Trans-Atlantic Trouble
The biggest immediate concern for Gallego may be the continued collapse of demand on trans-Atlantic routes that represent the world’s biggest market for premium travel and are IAG’s prime profit generator. City pairs such as London to New York remain all but shut down by travel restrictions. The group offered almost 7 million seats across the Atlantic last year, making it the No. 1 operator—and now the most exposed. IAG will need to minimize losses in the market while ensuring it’s ready to seize on any pickup, which might come with creation of so-called travel corridors linking lower-risk locations.
Growth Bets
With travel in the doldrums the CEO needs to pick his targets for expansion carefully.

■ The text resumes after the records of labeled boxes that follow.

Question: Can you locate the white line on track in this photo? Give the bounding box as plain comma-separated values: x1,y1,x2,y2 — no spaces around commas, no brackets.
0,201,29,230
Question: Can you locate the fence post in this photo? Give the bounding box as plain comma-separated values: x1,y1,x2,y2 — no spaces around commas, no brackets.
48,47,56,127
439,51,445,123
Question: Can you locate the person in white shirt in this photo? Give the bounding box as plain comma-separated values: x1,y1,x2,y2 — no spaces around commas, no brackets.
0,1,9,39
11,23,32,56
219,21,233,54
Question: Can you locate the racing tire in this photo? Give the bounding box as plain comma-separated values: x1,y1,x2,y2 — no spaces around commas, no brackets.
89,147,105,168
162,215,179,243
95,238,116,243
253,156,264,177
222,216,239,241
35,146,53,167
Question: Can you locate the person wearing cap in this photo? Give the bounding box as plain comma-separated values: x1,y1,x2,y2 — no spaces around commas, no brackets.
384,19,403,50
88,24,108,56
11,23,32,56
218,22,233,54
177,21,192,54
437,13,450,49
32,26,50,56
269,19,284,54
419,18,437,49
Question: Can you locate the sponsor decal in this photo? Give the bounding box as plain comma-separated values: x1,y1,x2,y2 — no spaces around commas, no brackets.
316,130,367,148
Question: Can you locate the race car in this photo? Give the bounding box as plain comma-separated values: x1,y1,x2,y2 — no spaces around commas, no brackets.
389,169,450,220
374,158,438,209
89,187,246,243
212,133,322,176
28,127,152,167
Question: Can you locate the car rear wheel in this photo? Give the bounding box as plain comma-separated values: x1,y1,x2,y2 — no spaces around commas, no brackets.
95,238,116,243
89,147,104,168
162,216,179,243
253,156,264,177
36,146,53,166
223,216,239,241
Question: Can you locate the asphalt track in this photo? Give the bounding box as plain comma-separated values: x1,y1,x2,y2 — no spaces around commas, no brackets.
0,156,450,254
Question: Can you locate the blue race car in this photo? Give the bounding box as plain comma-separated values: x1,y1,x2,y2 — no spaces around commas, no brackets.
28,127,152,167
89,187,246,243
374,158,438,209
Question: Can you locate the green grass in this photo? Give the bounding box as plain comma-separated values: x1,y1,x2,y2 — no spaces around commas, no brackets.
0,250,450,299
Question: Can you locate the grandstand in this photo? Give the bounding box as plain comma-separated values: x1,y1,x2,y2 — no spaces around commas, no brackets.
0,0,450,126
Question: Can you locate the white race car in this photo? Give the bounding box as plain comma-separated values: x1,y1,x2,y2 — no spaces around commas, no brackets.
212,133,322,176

Spain became a major focus under Walsh, but can only soak up so much capacity. British Airways, still easily the group’s biggest profit generator, remains hemmed in by the lack of new operating slots at London’s Heathrow airport, whose owners have said that the virus’s long-term impact is likely to delay a new runway by as many as five years into the 2030s. BA must also confront the challenge of a potential no-deal Brexit in just a few months. In short-haul markets, low-cost arm Vueling has struggled to match specialist discounters led by Ryanair Holdings Plc, and also overlaps with Level, initially founded as a no-frills long-haul carrier.